Tuesday, February 6th was a busy day for me. I went to Isaiah's school just to see him in action, headed off to work to tie up some loose ends in my classroom, and came home just in time to eat half a sandwich before Rachel, the midwife I have been closest with during my pregnancy, showed up for my appointment. As she left, she mentioned that the rain was supposed to move in the next day, and I commented that a storm system had kicked off my labor with Isaiah. After she left, I rested a bit, and then picked up Isaiah and ran some errands. By the time we got home, I felt like I had hit a brick wall. I ordered pizza and let Isaiah eat in front of the t.v. so I could lay on the couch.

Josh was home by 7, and I dragged myself to bed shortly after he arrived. In my bed, I read Isaiah one of the books about newborns that Rachel had left that afternoon. I didn't even have enough energy to turn on my hypnobirthing c.d, which I usually listen to before bed. I just crashed.
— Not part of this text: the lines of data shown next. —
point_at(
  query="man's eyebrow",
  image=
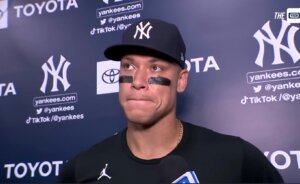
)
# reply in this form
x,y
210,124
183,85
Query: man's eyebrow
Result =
x,y
127,58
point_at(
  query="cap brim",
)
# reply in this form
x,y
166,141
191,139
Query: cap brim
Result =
x,y
117,52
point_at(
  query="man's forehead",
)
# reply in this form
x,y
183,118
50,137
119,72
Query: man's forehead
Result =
x,y
144,58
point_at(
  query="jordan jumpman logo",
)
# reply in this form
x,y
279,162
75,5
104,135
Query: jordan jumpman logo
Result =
x,y
103,173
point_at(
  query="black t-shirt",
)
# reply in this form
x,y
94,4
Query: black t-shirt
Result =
x,y
213,156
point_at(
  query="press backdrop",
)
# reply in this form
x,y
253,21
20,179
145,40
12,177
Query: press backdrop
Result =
x,y
58,93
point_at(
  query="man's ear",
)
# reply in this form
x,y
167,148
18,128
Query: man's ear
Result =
x,y
182,80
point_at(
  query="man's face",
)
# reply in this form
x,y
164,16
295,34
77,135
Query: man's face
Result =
x,y
148,88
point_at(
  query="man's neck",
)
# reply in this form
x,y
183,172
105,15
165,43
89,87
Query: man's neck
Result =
x,y
155,141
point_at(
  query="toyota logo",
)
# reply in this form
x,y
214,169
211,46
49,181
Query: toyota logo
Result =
x,y
111,76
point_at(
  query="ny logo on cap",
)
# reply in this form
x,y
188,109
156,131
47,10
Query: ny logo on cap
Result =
x,y
142,30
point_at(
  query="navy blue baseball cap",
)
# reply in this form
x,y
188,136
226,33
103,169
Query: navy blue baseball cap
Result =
x,y
150,37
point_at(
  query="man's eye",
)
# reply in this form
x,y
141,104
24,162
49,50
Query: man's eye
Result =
x,y
128,66
156,68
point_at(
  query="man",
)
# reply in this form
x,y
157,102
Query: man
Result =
x,y
152,72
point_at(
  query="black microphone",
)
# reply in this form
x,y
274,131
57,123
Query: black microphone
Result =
x,y
175,169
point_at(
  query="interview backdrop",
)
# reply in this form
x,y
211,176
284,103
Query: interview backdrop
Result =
x,y
59,94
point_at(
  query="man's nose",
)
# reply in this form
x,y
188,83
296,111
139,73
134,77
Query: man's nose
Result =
x,y
140,79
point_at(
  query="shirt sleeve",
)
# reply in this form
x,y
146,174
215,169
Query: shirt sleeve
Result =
x,y
256,167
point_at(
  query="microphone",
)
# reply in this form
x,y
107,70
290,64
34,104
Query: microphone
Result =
x,y
175,169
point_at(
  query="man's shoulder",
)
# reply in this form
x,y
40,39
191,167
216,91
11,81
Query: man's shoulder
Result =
x,y
206,133
210,138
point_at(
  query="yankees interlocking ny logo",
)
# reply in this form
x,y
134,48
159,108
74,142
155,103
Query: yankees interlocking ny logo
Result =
x,y
276,42
142,30
62,68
When Josh came to bed, around 10:30, I woke up, feeling kind of crampy and regretting having eaten pizza for dinner. At 1 A.M. I was up again, and felt that I couldn't sleep in our bed. I moved to the couch and tossed and turned. I remember thinking, "What am I going to do tomorrow? I don't have any plans." Usually when I have a day off, I have a bunch of activities planned for myself, but it hit me at that moment that I had a blank slate on Wednesday. I got up off the couch to go to the bathroom and felt a little bit of liquid come out. Exasperated (this had been happening frequently over the last few days and I was going through underwear like crazy) I made a little toilet paper pad, stuck it in my underwear, and decided to try going back to sleep in the bed.

At 3 A.M. I woke up again, needing to pee, and felt another mini-sploosh. When I went to the bathroom I noticed that the toilet paper was tinged pink. I had the same reaction that I had when I saw that positive pregnancy test back in May -- disbelief! When I came out of the bathroom, Josh was awake and asked if everything was alright. I told him that things were starting to happen and that I was really going to try to rest in case they happened soon.
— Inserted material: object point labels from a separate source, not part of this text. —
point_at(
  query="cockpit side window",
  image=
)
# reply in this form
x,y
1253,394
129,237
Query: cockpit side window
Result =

Throughout the next hour, the crampiness I had felt the night before felt a little stronger, and I decided at around 4 A.M. that I should go put in my grades for progress reports because I knew I wouldn't want to do it after the baby came, and I felt like the baby really was coming soon!

By 6 A.M. I was having distinct contractions, no longer just crampiness. I practiced thinking of the contractions as waves lapping up on a beach, and that was very relaxing. Timing them, I found that they were six to nine minutes apart, but they were very mild. I called Rachel at 6:45 to let her know what was going on, and she told me that she had appointments in my area all morning and that she could come in a moment's notice if I needed her. I then called my sister to let her know we would need her to pick up Isaiah from preschoool at some point during the day.
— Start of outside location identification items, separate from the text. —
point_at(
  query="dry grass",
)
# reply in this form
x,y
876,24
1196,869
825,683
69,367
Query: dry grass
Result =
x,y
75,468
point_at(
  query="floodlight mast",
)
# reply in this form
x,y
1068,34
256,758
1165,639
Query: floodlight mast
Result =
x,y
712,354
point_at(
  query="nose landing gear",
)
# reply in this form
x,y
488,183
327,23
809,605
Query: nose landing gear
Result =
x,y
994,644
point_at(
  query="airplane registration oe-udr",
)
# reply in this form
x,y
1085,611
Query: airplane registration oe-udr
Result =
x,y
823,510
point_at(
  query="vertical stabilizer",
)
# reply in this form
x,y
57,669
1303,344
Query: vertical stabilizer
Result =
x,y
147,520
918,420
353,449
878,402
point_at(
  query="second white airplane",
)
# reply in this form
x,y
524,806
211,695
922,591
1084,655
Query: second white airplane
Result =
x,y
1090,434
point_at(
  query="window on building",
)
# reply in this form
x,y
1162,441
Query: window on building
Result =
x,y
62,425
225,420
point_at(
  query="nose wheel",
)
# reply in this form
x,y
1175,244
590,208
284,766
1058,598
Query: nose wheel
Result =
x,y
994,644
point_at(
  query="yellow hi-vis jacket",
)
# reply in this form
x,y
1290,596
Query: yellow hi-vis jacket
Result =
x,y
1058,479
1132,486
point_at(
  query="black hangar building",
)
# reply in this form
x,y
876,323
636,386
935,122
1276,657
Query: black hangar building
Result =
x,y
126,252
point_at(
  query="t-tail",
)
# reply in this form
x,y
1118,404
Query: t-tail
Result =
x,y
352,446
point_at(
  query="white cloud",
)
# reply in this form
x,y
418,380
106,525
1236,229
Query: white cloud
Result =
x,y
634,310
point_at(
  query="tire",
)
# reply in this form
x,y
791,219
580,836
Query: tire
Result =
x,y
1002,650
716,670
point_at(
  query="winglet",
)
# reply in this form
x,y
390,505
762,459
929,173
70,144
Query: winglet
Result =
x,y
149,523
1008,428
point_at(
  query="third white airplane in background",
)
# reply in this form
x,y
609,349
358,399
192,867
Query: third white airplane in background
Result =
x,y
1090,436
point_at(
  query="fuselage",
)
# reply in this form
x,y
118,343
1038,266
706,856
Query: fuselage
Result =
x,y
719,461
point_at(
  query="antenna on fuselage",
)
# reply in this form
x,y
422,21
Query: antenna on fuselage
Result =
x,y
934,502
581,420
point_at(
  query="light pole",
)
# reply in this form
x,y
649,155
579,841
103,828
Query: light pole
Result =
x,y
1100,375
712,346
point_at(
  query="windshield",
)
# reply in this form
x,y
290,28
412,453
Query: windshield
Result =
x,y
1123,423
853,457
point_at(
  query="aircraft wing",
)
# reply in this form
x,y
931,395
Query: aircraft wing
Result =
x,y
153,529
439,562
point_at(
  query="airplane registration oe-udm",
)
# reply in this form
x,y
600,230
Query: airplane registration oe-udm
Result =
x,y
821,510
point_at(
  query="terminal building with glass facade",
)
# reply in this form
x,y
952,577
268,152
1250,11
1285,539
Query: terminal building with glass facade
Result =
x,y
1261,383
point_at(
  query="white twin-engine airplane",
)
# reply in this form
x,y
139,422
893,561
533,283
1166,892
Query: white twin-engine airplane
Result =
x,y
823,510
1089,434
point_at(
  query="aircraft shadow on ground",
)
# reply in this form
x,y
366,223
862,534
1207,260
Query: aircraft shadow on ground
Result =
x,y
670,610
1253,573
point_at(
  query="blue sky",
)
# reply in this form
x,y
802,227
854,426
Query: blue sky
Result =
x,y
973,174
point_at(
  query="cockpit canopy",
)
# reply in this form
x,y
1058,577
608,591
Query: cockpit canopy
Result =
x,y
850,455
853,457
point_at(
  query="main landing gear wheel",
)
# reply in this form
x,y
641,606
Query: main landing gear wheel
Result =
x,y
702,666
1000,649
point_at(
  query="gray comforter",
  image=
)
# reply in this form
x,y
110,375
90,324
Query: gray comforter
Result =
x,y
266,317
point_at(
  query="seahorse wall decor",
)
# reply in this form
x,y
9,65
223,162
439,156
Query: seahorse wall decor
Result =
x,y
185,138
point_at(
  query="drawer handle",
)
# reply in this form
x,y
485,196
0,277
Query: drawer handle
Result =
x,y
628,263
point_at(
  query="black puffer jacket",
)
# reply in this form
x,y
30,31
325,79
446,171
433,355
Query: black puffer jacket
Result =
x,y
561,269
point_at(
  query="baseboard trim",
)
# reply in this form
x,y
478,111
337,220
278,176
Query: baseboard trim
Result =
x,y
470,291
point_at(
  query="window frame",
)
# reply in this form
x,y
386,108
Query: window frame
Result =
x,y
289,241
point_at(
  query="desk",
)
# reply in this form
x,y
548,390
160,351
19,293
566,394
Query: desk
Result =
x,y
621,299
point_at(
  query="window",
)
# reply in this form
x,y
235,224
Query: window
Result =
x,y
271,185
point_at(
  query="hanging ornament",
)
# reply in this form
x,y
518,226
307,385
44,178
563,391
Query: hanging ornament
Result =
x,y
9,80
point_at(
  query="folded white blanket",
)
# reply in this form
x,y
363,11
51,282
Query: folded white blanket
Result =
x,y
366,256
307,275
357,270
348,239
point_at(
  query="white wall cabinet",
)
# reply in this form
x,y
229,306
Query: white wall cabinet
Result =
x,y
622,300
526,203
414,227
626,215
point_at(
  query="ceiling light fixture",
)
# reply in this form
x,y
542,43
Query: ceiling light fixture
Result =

Before Josh took Isaiah to school, I told Isaiah that Milo was coming today. I asked him if he wanted to see the baby be born or if we should wait until after he was born to go pick him up from school. We had been preparing Isaiah to see his baby brother's birth with books and videos, and up until that point he had seemed excited to see it, but I wasn't sure how he would feel now that the actual event was so close at hand. Isaiah said, without hesitation, "See him be born." Thinking that things would go quickly, I worried that my sister might need to wake him up from his nap at preschool so that he could be home for the birth, but figured it would all work out.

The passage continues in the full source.